With two road wins over the weekend, the men’s basketball team took two more strides toward an Ivy League championship.

On the strength of torrid 3-point shooting, the Bulldogs (17-7, 9-1 Ivy) overcame Cornell, 80-65, Friday night in Ithaca, N.Y., and shellacked Columbia, 76-56, Saturday in New York. Yale kept its hold on first place in the Ivy League with the pair of road victories, remaining a game and half ahead of second place Princeton. The Bulldogs have now won seven games in a row and are a perfect 5-0 in Ancient Eight games away from home.

“My thoughts going into it was just to stay focused on this weekend,” said Paul Vitelli ’04, whose thoughts are now centered on Yale’s date with Princeton next Friday. “When you focus on the big picture, teams like Cornell and Columbia can get you.”

On Saturday night, though, Columbia (10-14, 3-7) had little chance against the Bulldogs, as Yale made 12 of 27 3-point attempts while coasting to a 20-point victory.

Down 20 points at the half, 37-17, the Lions clawed back to within 9 points, 44-35, with 12:21 left in the game. Yale responded with a 10-0 run, aided by a technical foul call assessed to Columbia head coach Armond Hill. Yale kept the ball after Vitelli made two free throws, and Alex Gamboa ’05 drained a 3-pointer from the left side for a 5-point possession.

Yale’s lead peaked at 23 points with two and half minutes to play when captain Ime Archibong ’03 turned 360 degrees in the air before slamming the ball home to the delight of the Yale fan contingent.

Edwin Draughan ’05 led the Bulldogs in scoring with 20 points on eight of 15 shooting. Gamboa and Vitelli were the other Elis to hit double figures, each chipping in 14 points.

A sign of things to come, Yale’s first four field goals came from 3-point territory.

The Lions’ defensive strategy was aimed at containing the Bulldogs’ frontcourt, and, in a sense, it worked, as Yale’s big men combined for only 8 points. But the focus on the interior consistently gave the Elis open looks on the perimeter, resulting in 44 percent shooting from beyond the arc. Six different Elis got in on the 3-point barrage, with Vitelli leading the way with four triples and Gamboa right behind him with three.

“T.J. [McHugh ’03] and Josh [Hill ’04] and Justin [Simon ’04] have been really making a strong presence down low and teams are taking note of that,” Draughan said. “[Saturday], our perimeter game had to be on par and I think it really was.”

Yale’s perimeter game also came up big Friday night against Cornell (4-19, 1-9).
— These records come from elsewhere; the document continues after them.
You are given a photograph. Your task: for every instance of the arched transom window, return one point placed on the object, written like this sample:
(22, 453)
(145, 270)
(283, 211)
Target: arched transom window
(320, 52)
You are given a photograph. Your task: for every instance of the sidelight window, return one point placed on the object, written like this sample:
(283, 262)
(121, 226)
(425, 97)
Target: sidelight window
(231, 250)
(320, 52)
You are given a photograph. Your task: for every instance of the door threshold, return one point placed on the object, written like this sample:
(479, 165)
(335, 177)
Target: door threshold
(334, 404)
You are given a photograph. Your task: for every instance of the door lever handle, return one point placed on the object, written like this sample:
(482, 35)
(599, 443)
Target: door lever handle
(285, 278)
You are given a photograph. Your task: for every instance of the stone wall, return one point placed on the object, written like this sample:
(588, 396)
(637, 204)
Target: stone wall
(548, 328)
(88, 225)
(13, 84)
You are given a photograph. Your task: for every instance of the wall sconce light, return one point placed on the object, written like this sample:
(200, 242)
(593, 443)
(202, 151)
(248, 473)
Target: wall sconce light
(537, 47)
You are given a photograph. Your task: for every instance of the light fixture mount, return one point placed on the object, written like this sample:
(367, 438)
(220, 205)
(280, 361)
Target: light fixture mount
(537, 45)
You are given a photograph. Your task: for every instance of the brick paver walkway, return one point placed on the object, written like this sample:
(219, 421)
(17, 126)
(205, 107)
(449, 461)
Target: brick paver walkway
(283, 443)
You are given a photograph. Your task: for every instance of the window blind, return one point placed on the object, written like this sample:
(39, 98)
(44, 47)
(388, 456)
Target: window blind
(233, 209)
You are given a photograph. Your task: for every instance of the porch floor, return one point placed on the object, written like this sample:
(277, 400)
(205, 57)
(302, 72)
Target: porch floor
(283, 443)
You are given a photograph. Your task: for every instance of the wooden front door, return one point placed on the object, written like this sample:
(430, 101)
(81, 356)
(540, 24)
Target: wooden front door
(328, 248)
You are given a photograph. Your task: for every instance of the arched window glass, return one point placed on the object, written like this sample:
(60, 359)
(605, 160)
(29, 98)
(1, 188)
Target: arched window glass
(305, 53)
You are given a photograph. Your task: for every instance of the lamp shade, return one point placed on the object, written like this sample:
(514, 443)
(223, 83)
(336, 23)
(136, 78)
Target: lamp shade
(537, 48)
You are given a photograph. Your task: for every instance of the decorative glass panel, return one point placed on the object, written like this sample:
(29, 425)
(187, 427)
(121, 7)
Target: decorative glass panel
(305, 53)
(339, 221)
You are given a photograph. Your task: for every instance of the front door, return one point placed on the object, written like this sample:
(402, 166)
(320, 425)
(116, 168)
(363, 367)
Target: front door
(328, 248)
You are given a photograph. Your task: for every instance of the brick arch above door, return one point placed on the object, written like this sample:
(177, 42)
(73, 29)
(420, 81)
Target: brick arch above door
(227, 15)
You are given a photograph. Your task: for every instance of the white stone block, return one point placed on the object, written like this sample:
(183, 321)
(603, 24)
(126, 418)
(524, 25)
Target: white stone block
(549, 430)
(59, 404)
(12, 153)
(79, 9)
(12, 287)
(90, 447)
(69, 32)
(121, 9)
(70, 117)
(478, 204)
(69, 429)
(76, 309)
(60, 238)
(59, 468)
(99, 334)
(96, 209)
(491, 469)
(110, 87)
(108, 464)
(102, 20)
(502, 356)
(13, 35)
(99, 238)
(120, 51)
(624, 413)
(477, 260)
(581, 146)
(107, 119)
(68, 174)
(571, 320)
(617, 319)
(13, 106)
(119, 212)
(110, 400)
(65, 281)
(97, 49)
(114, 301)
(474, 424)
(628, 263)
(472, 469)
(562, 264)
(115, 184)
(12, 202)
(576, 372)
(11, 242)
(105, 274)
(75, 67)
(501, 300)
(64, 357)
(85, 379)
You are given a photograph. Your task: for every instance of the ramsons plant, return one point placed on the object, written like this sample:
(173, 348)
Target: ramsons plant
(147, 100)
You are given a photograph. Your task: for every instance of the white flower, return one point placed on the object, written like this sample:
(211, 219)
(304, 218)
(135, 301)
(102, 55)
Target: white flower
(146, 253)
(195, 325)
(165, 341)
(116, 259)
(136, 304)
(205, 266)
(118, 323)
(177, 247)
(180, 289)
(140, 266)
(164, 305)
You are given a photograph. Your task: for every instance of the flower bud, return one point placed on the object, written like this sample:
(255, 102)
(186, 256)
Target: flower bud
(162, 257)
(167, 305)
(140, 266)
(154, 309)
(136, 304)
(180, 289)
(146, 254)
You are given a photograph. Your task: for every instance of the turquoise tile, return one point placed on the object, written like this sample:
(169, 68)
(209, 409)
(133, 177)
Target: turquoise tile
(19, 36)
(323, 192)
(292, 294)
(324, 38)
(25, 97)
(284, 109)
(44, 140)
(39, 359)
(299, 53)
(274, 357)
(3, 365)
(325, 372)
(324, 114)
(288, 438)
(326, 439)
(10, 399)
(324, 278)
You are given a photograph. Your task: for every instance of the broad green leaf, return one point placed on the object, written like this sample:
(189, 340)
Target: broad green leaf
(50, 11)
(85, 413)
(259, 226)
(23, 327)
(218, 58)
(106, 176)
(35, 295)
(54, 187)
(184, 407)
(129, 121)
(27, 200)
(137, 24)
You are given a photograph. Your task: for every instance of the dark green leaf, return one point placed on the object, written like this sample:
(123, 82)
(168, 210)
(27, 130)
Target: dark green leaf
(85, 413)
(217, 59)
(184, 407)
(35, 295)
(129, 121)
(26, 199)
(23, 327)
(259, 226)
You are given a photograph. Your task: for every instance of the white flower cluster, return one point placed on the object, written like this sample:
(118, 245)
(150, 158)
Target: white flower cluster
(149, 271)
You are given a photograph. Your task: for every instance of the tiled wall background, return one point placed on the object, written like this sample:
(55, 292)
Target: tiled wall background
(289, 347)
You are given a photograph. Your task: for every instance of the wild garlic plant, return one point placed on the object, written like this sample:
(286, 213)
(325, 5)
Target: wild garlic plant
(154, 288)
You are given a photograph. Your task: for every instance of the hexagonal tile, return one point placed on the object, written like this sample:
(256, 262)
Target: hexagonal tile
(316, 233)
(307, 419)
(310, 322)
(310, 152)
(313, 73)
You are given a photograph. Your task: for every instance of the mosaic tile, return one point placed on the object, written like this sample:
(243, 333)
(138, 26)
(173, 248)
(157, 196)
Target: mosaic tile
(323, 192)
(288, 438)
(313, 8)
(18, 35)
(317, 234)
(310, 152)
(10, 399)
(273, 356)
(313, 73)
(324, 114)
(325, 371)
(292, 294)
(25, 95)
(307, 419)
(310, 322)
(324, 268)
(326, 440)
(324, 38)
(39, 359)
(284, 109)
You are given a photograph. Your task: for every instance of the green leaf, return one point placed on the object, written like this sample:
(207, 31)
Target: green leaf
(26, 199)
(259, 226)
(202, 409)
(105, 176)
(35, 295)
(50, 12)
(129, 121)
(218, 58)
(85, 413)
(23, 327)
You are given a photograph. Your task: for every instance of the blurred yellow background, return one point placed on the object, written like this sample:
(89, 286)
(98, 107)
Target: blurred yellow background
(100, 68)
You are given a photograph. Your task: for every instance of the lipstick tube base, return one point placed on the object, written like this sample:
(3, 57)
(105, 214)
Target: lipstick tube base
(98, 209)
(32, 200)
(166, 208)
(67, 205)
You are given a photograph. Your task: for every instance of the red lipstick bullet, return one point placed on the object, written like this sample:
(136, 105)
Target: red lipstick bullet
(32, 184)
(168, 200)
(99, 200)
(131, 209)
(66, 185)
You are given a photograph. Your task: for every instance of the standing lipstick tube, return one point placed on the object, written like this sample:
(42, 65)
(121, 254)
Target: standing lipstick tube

Trailing 56-49 to the cellar-dwelling Big Red with 12 minutes to play, the Bulldogs took control of the game with four straight 3-pointers — the first from Scott Gaffield ’04 and the next three from Vitelli — to take a 61-56 lead with 9:40 to play. Yale outscored Cornell 19-9 the rest of the way. For the night, the Bulldogs were 11 of 25 from 3-point range, with three apiece from Vitelli, Gaffield and Mark Lovett ’05. Lovett paced the Elis with 14 points, followed by 13 from both Vitelli and Draughan and 10 from McHugh.

Lovett had 13 of his points in the first half, when his hot hand helped the Elis overcome a 10-point deficit to trail by only two at the half, 42-40.

“Some of the hoopla got to the kids a little bit,” Yale head coach James Jones said, referring to the attention the team has received from the national media in the last week after its home sweep of Princeton and the University of Pennsylvania.

But when Lovett came off the bench and began to hit from the outside, “it gets contagious,” Jones said.

The Bulldogs return to action Friday when they travel to Princeton, followed by a Saturday night contest at Penn.

Notes: Former New York Knicks coach Jeff Van Gundy was in attendance at the game. He attended Yale practice Jan. 24. Knicks assistant Steve Clifford, a friend of Jones’, arranged the visit — Yale last went 2-0 in the Empire State in 1990-91 — About half the 1,832 fans in Columbia’s Levien Gym were Yale supporters.